Справедливости ради следовало отметить, что такие их невиданные и неслыханные дерзновенные своеволие и самоуправство происходили не всегда, и многим иноземным караванам удавалось благополучно миновать хорезмийские земли.
Однажды, ещё задолго до того, как в зимнюю пору среди невольников появился странный человек по имени Фардас, до них донеслись слухи о разорении кочевыми сакскими племенами соседней сатрапии Бактрии. И вновь грекам было непонятно, почему же Хорезм не вступился за единодержавников, а молча, словно ничего не произошло, воспринял такое дерзкое свершение дикарей.
Но с той самой поры в главном городе стало неспокойно. Всё реже стали доноситься звуки веселья из воинских казарм, и всё чаще и надолго они покидали свой стан. Затевалось что-то серьёзное.
Обычно молчаливый Фардас в один из вечеров обмолвился о гонце, спешно прибывшем во дворец из сатрапии Согдианы, но больше он ничего о нём не знал. Вскоре этот визит стал понятен.
Правитель Хорезма в окружении свиты и в сопровождении личной гвардии двинулся навестить соседнюю Согдиану. Накануне в ночь все войска покинули городские стены, оставив в нём лишь небольшой гарнизон. Рабов с этого дня из помещения не выводили.
– Послушай, что я хочу сказать тебе, Бронт. Это очень важно, – Форкис шёпотом обратился к старшему товарищу, тихо придвинувшись к нему на лежанке. – Самое подходящее время для нас наступило. Думаю, мы можем сбежать отсюда навсегда. Нужно убрать охрану. Это не составит большого труда. На днях я присмотрел одно местечко, недалеко от этой казармы, где можно разжиться лошадьми. Что думаешь?
– Ну ты и сказал! С чего это ты вдруг всполошился? Надо же, ты такое придумал, что прямо дух захватывает!

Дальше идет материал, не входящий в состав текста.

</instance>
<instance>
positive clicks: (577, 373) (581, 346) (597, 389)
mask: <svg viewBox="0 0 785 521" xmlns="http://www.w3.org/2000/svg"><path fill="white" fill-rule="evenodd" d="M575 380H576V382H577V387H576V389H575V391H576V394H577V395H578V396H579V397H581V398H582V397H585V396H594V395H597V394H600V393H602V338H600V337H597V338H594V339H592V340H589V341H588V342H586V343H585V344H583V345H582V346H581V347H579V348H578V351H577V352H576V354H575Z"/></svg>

Ложись и спи, – недовольно буркнул тот, поворачиваясь к нему.
– Время подходящее. Вот чего. Война. Все ушли в поход. Мы вроде как и не нужны никому теперь, – объяснял Форкис.
– А дальше что? Куда подадимся? Забыл уже, как все мы сюда попали? Или ты по рытью канав соскучился? А может, ты и у кочевников в неволе побывать хочешь? – Бронт резонно остужал пыл собеседника.
– Ты что, собрался до самой старости быть рабом? Не понимаю я тебя. Ведь столько лет мы мечтали о побеге отсюда, и вот на тебе – он ударился в воспоминания. Тут жизнь, может быть, только начинается у него, а он даже слушать ничего не хочет, – искренне возмутился Форкис.